And what a suit it is. His initial attempt, a lumbering, hand-wrought metal shell with chemical throwers spewing flames from the sleeves is almost comic (no pun intended, really) to behold, but plenty badass enough to blast his way through a dozen bad guys to freedom.

Returning home to his high-tech bachelor pad, a certifiable fortress of solitude on a lofty Malibu peninsula, Stark retreats to his basement workshop a changed man. Rallied by his first ever experience with real consequence and driven to finally take control of the powers at his disposal, his single-minded mission to upgrade the suit as a force for good in the world is clearly a reinvention of his own damaged self.

But enough with the 12 steps. Flying far above all this armchair psychology is the fact that this flick is an rocket-fueled thrill ride. First of all, it’s often downright funny. Downey plays Stark like a wisecracking bastard child of Howard Hughes and Bill Murray raised by Wile E. Coyote. The construction and testing phase of the suit features a series of entirely startling Acme Factory moments, which pointedly remind that Downey got an Oscar nomination for his role as Charlie Chaplin.

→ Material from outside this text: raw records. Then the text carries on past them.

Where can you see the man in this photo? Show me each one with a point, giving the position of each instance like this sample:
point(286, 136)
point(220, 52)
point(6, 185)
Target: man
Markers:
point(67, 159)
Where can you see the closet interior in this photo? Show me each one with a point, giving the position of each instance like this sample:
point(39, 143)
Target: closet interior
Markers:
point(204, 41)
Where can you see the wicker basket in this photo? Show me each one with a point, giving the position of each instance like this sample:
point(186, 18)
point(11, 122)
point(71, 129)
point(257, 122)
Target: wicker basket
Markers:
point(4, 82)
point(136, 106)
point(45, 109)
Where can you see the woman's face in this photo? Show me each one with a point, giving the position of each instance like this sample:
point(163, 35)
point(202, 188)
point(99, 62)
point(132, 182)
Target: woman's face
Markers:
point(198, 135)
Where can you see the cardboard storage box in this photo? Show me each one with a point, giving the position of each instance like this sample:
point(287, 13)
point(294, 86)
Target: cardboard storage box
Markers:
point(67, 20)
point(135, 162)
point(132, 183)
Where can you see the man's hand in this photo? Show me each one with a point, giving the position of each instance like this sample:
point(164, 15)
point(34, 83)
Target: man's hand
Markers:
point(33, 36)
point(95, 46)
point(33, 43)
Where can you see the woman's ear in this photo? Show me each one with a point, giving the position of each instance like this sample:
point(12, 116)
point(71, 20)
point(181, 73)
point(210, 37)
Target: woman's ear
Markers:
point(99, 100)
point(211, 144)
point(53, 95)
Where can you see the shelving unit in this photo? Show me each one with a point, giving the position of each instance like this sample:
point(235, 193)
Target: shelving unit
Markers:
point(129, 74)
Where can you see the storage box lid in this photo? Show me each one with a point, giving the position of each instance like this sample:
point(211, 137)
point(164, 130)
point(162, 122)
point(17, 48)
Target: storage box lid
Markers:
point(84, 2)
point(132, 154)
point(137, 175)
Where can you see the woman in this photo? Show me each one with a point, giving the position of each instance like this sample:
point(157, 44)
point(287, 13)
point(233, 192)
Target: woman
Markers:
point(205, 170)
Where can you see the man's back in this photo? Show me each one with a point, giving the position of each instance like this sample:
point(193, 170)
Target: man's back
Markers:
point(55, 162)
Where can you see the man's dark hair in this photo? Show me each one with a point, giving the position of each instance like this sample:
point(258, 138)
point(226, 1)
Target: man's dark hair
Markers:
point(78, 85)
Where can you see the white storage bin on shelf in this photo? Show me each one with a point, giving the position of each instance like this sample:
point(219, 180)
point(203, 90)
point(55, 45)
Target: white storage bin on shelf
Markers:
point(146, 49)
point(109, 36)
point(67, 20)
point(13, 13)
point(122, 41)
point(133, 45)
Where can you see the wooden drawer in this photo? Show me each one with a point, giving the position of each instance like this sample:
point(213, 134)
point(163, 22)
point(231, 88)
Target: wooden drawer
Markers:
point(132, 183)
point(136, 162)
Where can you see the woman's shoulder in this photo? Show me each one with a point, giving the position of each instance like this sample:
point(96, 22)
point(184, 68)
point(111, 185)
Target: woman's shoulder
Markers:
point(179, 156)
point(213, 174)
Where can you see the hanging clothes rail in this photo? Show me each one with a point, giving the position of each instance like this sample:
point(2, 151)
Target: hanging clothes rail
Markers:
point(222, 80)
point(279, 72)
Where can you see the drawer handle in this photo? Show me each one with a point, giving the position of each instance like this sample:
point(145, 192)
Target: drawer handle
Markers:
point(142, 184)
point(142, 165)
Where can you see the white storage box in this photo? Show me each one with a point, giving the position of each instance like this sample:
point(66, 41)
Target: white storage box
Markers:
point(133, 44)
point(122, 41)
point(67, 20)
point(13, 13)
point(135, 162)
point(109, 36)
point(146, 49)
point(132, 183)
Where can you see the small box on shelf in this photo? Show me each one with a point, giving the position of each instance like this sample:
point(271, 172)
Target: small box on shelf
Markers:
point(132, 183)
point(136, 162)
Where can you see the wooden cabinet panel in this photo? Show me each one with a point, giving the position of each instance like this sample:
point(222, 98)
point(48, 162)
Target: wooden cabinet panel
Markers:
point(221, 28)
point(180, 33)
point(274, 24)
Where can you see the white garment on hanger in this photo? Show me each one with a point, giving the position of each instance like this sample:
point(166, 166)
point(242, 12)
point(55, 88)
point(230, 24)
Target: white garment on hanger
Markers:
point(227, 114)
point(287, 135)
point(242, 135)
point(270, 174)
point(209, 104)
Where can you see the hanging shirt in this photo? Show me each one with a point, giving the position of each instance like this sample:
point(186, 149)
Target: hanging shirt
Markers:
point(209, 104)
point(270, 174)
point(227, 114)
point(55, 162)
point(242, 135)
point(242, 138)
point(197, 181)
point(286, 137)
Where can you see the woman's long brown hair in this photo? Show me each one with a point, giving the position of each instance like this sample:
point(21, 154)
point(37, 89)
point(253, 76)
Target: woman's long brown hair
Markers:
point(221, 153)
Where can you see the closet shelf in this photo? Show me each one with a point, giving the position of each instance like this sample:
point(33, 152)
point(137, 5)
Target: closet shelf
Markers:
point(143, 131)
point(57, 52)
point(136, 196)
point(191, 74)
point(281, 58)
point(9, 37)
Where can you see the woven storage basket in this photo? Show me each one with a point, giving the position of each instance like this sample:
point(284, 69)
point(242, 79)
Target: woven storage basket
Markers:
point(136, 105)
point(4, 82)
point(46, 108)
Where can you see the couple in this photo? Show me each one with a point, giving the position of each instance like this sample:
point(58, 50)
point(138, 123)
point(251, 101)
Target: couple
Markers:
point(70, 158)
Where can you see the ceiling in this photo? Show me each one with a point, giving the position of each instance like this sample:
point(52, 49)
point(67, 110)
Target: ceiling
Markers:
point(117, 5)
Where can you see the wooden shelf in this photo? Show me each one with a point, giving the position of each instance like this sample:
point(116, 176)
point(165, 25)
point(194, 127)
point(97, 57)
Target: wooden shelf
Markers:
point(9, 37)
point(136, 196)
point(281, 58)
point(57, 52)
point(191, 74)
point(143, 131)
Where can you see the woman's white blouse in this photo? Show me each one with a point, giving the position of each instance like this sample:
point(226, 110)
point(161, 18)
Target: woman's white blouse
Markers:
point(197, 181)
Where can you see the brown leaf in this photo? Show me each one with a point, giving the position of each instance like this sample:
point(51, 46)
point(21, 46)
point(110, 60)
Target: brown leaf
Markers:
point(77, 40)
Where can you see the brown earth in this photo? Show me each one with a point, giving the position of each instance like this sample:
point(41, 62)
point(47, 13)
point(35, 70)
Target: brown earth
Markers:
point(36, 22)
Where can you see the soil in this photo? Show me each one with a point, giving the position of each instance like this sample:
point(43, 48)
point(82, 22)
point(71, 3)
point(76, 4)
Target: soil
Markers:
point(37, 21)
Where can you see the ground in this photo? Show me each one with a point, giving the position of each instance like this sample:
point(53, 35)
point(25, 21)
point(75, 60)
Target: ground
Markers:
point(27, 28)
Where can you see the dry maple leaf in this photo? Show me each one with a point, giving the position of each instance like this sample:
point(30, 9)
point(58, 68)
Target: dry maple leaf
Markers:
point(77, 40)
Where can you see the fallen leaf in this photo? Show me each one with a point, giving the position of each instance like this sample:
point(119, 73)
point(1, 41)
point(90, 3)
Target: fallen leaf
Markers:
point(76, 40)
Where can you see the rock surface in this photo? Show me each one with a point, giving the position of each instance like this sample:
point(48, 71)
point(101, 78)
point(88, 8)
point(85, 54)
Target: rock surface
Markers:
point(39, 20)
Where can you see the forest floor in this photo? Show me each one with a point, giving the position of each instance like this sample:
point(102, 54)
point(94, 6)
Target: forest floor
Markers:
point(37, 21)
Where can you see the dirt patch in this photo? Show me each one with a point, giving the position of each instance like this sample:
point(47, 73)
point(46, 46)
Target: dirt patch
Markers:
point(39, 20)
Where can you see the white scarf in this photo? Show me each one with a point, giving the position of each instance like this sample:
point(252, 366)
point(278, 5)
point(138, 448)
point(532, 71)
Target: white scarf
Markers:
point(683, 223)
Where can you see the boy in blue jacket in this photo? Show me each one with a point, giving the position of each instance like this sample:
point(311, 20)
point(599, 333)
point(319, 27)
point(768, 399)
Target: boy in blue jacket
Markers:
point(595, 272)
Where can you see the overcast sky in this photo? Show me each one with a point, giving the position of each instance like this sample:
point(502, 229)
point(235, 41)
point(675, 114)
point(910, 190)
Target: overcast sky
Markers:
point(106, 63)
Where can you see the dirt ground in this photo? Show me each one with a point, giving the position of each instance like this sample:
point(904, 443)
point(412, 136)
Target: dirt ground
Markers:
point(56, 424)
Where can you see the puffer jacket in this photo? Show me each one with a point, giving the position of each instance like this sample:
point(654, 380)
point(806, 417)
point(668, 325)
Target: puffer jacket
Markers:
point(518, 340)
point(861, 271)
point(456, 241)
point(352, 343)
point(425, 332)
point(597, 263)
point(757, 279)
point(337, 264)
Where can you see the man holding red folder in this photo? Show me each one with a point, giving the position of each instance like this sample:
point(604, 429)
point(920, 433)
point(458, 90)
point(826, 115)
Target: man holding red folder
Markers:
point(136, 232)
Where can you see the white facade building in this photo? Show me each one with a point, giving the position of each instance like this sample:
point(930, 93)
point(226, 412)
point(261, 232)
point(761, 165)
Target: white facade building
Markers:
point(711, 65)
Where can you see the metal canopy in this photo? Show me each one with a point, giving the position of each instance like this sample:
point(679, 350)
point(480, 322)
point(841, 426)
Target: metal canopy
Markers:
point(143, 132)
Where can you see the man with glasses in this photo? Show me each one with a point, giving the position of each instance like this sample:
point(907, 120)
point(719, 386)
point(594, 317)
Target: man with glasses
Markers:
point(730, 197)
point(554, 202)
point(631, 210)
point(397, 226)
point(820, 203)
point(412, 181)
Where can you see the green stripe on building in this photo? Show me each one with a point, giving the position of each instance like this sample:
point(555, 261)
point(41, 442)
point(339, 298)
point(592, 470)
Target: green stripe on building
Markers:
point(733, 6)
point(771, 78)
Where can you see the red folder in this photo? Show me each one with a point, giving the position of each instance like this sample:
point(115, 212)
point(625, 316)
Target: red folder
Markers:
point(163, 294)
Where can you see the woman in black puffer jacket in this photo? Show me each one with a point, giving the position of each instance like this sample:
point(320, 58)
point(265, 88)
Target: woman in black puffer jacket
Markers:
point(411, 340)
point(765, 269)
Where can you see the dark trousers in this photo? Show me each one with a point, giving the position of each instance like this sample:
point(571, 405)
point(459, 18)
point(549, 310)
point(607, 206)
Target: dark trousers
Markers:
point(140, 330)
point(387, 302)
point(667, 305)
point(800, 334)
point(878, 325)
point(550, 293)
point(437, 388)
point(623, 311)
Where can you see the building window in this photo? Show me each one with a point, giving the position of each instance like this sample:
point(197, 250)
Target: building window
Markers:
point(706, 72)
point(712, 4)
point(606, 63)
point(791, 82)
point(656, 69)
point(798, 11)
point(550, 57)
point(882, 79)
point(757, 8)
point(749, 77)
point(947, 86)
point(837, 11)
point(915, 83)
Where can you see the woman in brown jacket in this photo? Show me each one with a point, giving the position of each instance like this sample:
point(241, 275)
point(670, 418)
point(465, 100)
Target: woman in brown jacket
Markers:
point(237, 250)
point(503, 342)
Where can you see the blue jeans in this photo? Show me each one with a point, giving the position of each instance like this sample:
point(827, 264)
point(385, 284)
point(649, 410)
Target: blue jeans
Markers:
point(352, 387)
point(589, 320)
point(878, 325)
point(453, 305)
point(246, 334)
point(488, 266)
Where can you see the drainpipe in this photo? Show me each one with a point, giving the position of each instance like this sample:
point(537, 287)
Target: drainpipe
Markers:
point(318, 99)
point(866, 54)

With visual effects technology being what it is these days, it’s like crying wolf to even bother qualifying how seamless and groundbreaking the imagery is. But this one really is a tour de force, realized by an epic re-teaming of the computer wizards at Industrial Light and Magic with practical fabrication by Stan Winston Studios. These are the folks who respectively rendered all the effects for the “Pirates of the Caribbean” flicks and “Aliens” (Ripley’s loader now stands as the official great grandma of cinema’s mechanized suits). In 30 years, the talented artists of Marvel’s “Iron Man” comic books never managed to drive home so flawlessly that this man has forged himself into a living missile.

When the completed hot rod costume is finally installed, enclosing Stark in a whole new definition of “full metal jacket,” and Iron Man at long last fires up the repulsors and lifts off, it’s with a breathless rumbling power-gasm and real sense of danger. Rocketing back to Afghanistan to defend the rights of the defenseless, Stark’s aggressive, pitiless anger toward his foes is a perfect emotional match to his newfound invulnerability. It’s positively menacing and completely believable. Unlike so many superhero getups we’ve seen before, this one plays less as a mask than it does as an extension of the character, and even with the full face helmet closed, completely obscuring all physical features, one still gets a distinct sense of Downey’s Stark within.

After the deluge of over-effected extravaganzas that have come to define the blockbuster season, as well as the strident and possibly misplaced efforts of filmmakers to recompose comic themes as dark, sullen affairs in the hopes that they’d be taken seriously, salutes to director John Favreau, and Marvel Studios (“Iron Man” represents the first time they’ve ever adapted one of their own properties for the big screen) for finally achieving a fabulous and entertaining balance of pathos, pith and projectiles.